Os olhos grandes, esbugalhados e uma crista de um palmo, que começava na cabeça e seguia até a cauda. Dentes bem salientes para arrancar nacos de carne e trituradores para mastigar os ossos. Os tons pardos os escondiam na paisagem ao redor.
O que poderiam ter a ponto de serem tão diferentes de simples répteis? Bem visível era o formato de suas patas dianteiras. Na verdade, lembravam mãos. Mesmo com as calosidades, pois eram utilizadas para se locomover e não só para segurar objetos. Aliás, eram hábeis em segurar e virar a carcaça. Assim, comiam com a ajuda das mãos.
Ao viajante observador fora permitido acompanhar mais um pouco aqueles animais, e assim o fez. Adentraram floresta próxima carregando pedaços de carcaça. Mais adiante, pôde observar construções arredondas. Dava para notar serem feitas com galhos em sua estrutura e depois preenchiam com argila. Algo muito conhecido pelo viajante.
De formato arredondado, tinham pouco mais de um metro de altura, com pequena abertura de acesso. Lembrava a toca de um animal, só que era construída por eles próprios. O viajante contou pelo menos uma dúzia daquelas tocas. Cada uma parecendo abrigar um grupo familiar. Uma pequena comunidade organizada a partir de suas habilidades manuais e para obter alimento.
Animais menores receberam os despojos remanescentes e passaram a se alimentar deles. A carne restante, depois os tendões, cartilagens e ossos moles. Finalmente, se não ainda saciados, roíam os ossos mais duros até não ficar quase nada.
Como as tocas eram baixas, pareciam ser apenas lugar para se recolher e dormir. Notou que, fora delas, tanto adotavam posição ereta, apoiada na cauda, como rastejando sobre quatro patas.

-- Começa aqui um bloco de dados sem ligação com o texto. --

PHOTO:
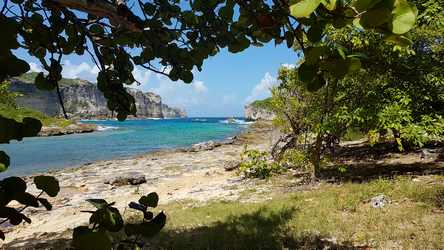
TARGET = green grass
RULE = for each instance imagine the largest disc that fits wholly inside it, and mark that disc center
(331, 216)
(19, 113)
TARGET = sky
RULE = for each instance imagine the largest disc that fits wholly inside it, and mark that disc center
(225, 85)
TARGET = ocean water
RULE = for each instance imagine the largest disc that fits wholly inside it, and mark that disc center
(114, 140)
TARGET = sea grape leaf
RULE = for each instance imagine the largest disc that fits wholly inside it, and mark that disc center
(307, 72)
(4, 161)
(48, 184)
(403, 17)
(329, 4)
(375, 17)
(303, 8)
(362, 5)
(314, 34)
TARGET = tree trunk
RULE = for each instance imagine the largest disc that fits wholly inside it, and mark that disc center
(316, 157)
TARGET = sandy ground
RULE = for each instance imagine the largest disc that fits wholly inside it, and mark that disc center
(174, 175)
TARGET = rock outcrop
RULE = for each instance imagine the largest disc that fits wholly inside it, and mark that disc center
(254, 113)
(84, 100)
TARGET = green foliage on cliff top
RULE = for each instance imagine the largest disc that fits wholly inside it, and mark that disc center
(18, 113)
(262, 104)
(30, 77)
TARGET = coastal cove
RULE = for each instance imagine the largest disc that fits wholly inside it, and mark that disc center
(114, 140)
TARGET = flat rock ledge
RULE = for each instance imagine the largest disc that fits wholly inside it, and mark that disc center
(77, 128)
(209, 145)
(132, 179)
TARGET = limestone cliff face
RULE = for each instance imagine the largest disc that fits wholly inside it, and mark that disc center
(83, 99)
(254, 112)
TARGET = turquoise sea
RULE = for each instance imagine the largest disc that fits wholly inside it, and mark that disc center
(115, 140)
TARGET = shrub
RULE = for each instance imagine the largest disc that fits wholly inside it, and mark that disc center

Também pôde delinear uma forma rudimentar de comunicação por grunhidos.
Contudo, sua maior surpresa, foi ver um deles atritando com habilidade dois pedaços de madeira seca. Em dado momento, a chama se fez. Aqueles seres sabiam como fazer o fogo.
De repente, na mente do viajante observador tudo pareceu misturado. Abaixou a cabeça e achou engraçado. Aqueles comedores de carniça eram seres inteligentes, ainda que primitivos. Mereceriam um estudo de arqueologia.
Consciente dos processos evolutivos, tanto físicos quanto espirituais, indagava de si mesmo. Que tipos de espíritos habitariam aqueles corpos que pareciam vivenciar a aurora de uma humanidade, tão desconhecida quanto distante?
Olhando para aquelas tocas arredondadas e meio que amontoadas, onde seres estranhos possuíam relações familiares e alguma técnica de sobrevivência, pensava.
A resposta não lhe foi difícil.
Os corrompidos, os entregues ao banditismo mal disfarçado. Os sorridentes frequentadores dos salões do mundo. Iludidos no seu senso de riqueza, obtida às custas da rapinagem, do abuso e do sacrifício dos demais.
Era o resultado final de um banimento que havia se iniciado há muito tempo antes. Coagidos a recomeçar dolorosamente, entre passos amargos, toda a jornada evolutiva, desde os primórdios.
Deus é amor, mas Deus também é justiça.